Kodecraft
Tech Enrichment

Lance Alexander Ventura · AI Engineer Intern
Problem Context

Tech links scroll into oblivion.

Kodecraft developers regularly post tech and AI links into Mattermost as a way to share discoveries with the team. The links live in a communication medium, not a knowledge base.

Past links become practically unfindable — they scroll out of view, mix with unrelated chat, and cannot be referenced systematically. A link posted six months ago that would solve today's problem is effectively lost.

Volume is high enough that even recently-shared links get missed. There is no filter for what matters to Kodecraft, no record of past evaluations, no signal when a tool is superseded.

What this Project Does

A continuous pipeline from Mattermost links to a curated knowledge base.

  • Ingestion — polls scoped Mattermost channels, canonicalizes URLs, dedupes
  • Two-stage LLM evaluation — cheap classifier short-circuits a capable evaluator
  • Outline knowledge base — workflow, dependency, general, and history docs
  • Mattermost discovery hub — top-5 ranking per category, edited in place
  • HITL signaling — 🟢 / 🔴 vote reactions feed lifecycle decisions
  • Lifecycle & freshness — disposition + freshness axes, scheduled re-evaluation
System Overview · Pipeline Architecture
Architecture

Six stages, two surfaces.

Periodic poll fetches new posts from scoped Mattermost channels. URLs are canonicalized and deduped, then a heuristic filter rejects obvious non-tech links before any LLM call.

A cheap classifier (Stage 1) labels surviving links and narrows project context. A capable evaluator (Stage 2) produces the structured record that drives writes to Outline (full record) and the Mattermost Hub (top-5 ranking).

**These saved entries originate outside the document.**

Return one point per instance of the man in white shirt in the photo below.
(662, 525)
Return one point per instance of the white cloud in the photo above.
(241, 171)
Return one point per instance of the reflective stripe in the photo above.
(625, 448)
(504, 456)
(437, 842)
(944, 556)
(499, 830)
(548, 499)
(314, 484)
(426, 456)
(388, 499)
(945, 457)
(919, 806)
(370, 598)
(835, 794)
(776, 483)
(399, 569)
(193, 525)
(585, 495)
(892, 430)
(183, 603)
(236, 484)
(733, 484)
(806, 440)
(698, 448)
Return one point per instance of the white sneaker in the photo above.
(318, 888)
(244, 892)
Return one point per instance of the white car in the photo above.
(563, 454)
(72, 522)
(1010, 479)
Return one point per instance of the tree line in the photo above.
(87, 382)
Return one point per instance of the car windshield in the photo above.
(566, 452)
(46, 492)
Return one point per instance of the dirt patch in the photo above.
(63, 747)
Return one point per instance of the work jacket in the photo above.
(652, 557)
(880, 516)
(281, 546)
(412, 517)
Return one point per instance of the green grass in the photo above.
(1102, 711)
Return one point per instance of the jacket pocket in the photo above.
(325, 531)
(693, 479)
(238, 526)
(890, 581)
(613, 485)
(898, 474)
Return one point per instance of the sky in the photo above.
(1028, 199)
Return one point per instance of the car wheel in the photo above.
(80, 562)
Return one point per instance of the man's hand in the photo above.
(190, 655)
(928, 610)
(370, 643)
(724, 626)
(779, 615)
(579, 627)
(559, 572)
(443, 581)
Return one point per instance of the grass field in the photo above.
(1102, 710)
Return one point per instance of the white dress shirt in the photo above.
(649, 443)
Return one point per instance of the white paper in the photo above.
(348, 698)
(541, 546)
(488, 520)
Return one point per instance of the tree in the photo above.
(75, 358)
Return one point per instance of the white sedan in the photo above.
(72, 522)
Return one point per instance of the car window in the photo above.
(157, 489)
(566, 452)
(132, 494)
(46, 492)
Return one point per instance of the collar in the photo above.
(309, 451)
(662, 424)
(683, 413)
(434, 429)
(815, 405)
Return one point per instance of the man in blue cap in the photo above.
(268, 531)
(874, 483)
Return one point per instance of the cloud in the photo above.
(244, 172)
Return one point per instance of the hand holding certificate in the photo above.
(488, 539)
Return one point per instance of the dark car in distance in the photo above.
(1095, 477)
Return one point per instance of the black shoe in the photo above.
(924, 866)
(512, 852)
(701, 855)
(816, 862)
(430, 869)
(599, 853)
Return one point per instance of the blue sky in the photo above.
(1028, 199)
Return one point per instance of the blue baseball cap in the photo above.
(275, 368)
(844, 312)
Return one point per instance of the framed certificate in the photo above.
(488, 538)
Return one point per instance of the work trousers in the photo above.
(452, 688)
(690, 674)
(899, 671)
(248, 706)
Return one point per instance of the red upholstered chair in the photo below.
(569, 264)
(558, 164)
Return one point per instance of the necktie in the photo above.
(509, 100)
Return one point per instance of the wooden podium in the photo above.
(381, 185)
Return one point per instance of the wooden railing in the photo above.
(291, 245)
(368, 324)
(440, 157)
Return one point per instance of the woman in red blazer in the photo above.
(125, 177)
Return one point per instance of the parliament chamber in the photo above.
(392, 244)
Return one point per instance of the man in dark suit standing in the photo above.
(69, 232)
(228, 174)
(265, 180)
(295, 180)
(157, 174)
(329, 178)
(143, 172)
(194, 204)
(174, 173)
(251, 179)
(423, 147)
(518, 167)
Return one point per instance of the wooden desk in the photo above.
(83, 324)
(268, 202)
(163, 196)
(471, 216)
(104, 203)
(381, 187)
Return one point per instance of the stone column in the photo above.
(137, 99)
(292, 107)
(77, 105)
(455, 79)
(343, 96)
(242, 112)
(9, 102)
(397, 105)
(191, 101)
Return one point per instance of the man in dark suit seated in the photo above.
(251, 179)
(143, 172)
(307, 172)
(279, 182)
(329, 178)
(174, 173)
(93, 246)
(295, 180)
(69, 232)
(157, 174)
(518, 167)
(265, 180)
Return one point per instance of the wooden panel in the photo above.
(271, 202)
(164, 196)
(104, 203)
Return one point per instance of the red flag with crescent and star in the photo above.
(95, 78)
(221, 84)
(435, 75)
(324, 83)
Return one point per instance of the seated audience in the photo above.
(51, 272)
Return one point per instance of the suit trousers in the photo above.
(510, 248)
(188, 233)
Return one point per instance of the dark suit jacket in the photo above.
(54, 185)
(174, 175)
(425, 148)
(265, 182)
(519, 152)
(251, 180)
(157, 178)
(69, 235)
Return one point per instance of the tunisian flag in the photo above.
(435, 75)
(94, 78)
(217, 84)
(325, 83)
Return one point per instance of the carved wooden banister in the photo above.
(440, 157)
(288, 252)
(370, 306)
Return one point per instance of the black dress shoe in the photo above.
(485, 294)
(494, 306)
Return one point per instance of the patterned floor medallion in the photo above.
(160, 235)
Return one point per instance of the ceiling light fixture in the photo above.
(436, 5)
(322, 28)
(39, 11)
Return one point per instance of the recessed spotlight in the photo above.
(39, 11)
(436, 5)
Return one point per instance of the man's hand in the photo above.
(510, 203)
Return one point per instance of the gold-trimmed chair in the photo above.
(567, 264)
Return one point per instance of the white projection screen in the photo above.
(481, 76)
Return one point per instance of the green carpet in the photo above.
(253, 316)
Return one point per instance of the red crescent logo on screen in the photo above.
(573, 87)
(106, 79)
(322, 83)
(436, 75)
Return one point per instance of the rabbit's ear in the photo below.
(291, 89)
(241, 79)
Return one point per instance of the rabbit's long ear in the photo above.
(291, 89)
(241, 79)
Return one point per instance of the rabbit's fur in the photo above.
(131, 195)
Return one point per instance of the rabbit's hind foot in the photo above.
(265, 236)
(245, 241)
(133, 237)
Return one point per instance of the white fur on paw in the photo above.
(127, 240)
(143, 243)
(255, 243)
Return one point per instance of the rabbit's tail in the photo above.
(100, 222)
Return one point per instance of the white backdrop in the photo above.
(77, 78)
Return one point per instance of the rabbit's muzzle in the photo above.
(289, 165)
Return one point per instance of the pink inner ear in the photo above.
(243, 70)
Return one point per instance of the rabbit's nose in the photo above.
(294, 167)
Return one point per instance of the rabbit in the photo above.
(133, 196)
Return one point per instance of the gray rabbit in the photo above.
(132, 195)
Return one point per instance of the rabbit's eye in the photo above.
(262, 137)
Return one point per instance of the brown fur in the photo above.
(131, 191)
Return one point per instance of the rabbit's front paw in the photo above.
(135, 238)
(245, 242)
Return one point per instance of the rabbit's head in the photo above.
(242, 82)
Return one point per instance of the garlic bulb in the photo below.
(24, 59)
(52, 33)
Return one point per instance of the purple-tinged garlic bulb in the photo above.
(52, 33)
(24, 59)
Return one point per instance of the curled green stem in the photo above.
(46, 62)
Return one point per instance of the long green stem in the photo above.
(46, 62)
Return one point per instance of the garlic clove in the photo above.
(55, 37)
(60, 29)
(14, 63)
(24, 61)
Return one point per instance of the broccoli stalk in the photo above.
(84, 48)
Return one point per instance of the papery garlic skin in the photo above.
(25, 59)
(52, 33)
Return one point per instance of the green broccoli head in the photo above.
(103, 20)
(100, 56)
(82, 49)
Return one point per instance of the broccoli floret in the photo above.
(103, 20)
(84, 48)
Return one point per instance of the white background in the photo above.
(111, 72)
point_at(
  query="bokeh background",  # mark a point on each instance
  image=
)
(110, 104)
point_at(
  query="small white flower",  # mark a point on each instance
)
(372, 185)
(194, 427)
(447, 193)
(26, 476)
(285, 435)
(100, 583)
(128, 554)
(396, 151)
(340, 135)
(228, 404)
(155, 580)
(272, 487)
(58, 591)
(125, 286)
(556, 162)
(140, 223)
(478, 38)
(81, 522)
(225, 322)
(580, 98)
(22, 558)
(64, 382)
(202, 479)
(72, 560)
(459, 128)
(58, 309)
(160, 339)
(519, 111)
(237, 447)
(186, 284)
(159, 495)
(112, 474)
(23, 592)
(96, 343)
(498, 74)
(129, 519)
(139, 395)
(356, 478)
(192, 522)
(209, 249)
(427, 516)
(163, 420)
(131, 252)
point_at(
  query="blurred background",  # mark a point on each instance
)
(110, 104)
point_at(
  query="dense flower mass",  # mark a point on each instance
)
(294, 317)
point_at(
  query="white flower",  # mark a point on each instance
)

Mattermost #tech-links Ingest canonicalize · dedup Heuristic Filter domain · URL rules Stage 1 class · gpt-oss-120 Stage 2 eval · gpt-oss-120 Outline KB workflow · dep · general MM Hub top-5 per category
Where it Starts

Kodecraft already shares links — in #tech-links.

Developers post AI tools, libraries, frameworks, and articles in Mattermost as fast as they encounter them. This is the input surface, and it already exists.

The pipeline does not change how people share. It changes what happens after a link is posted: every URL is captured, canonicalized, deduped, and routed through evaluation — without anyone needing to do anything new.

Tech Enrichment Hub · Outline side

Outline holds the full record.

Every evaluated link lives in Outline as a structured entry: classification, relevance score, pros/cons, project routing, freshness state. Multiple docs split the surface — Workflow, per-project Dependencies, General, and an append-only Evaluation History.

This is the source of truth. Search, audit, freshness — all here.

switching to Outline
Tech Enrichment Hub · Mattermost side

Mattermost Hub is the top-5 triage surface.

One pinned post per category in #tech-enrichment-hub: Workflow, Dependency (per project), General. Each post is edited in place on every dirty-flag dispatch — no scrollback, no growing thread.

Outline = full record. Mattermost Hub = "what should I look at next?"

switching to Mattermost
Human-in-the-Loop · Signaling
HITL Signaling

The LLM curates. Humans signal.

Each new entry gets a threaded reply in #tech-links with two seed reactions: 🟢 ("I used this and it worked") and 🔴 ("I tried it; it didn't fit"). No third "haven't used" — that creates social pressure and noisy signal.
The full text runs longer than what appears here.